As attorney Jeffrey Urdangen watched the Jan. 6 U.S. Capitol attack, he thought of the 2007 terrorism case against a former client named Olutosin Oduwole, who was an aspiring rapper in southern Illinois when prosecutors alleged his lyrics were terrorist threats.
Olutosin Oduwole (left) and attorney Jeffrey Urdangen pose for a picture at the Northwestern University Pritzker School of Law. Credit: Photo courtesy of Jeffrey Urdangen
The former White House occupant’s second impeachment trial will soon begin. It is alleged he incited a horde of overwhelmingly white ultranationalists. The outcome was a graphic unfolding of domestic terrorism for all to see. Extremists placed politicians in extremis.

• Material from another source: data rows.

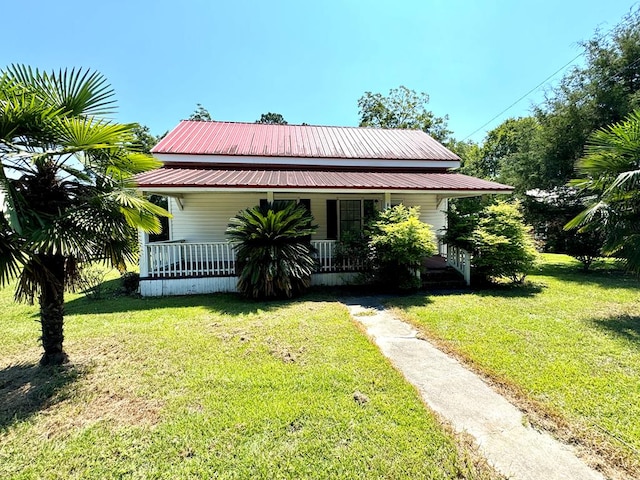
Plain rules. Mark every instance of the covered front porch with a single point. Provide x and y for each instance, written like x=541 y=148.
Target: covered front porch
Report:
x=178 y=267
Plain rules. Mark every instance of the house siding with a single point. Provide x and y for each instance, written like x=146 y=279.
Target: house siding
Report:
x=205 y=216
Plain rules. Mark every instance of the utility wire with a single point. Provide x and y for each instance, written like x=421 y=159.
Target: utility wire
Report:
x=626 y=21
x=526 y=94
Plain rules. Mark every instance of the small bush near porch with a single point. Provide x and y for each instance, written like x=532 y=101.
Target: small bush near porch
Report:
x=211 y=386
x=566 y=348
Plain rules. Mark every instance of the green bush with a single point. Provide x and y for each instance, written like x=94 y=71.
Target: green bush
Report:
x=273 y=252
x=502 y=246
x=130 y=282
x=399 y=242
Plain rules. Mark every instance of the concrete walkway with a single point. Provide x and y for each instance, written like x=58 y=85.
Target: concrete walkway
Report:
x=468 y=403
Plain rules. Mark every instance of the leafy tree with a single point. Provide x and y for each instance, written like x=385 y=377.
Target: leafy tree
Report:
x=272 y=119
x=603 y=91
x=502 y=244
x=549 y=211
x=66 y=188
x=610 y=172
x=273 y=251
x=200 y=114
x=402 y=108
x=511 y=153
x=471 y=159
x=400 y=242
x=143 y=140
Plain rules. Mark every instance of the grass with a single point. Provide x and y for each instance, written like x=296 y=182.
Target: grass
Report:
x=566 y=347
x=212 y=387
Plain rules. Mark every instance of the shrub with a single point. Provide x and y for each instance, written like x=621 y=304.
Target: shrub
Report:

As I watched authentic acts of terrorism at the Capitol, my thoughts went to the case of a former client, Olutosin Oduwole, also known as Tosin. He was wrongly accused of attempting to make a terrorist threat in July 2007 under Illinois’ anti-terrorism law, which the state had enacted a few years prior.
Then 22, Tosin was attending college in southern Illinois when local police officers searched his locked and abandoned car, immobilized by an empty gas tank. Police found a crumpled piece of paper under a seat with words written in his hand, including these:“send $2 to….paypal account if this account doesnt reach $50,000 in the next 7 days then a murderous rampage similar to the VT shooting will occur at another highly populated university. THIS IS NOT A JOKE!” (Editor’s note: Several months prior, a Virginia Tech University student had shot and killed 32 people on campus and wounded 17 others.)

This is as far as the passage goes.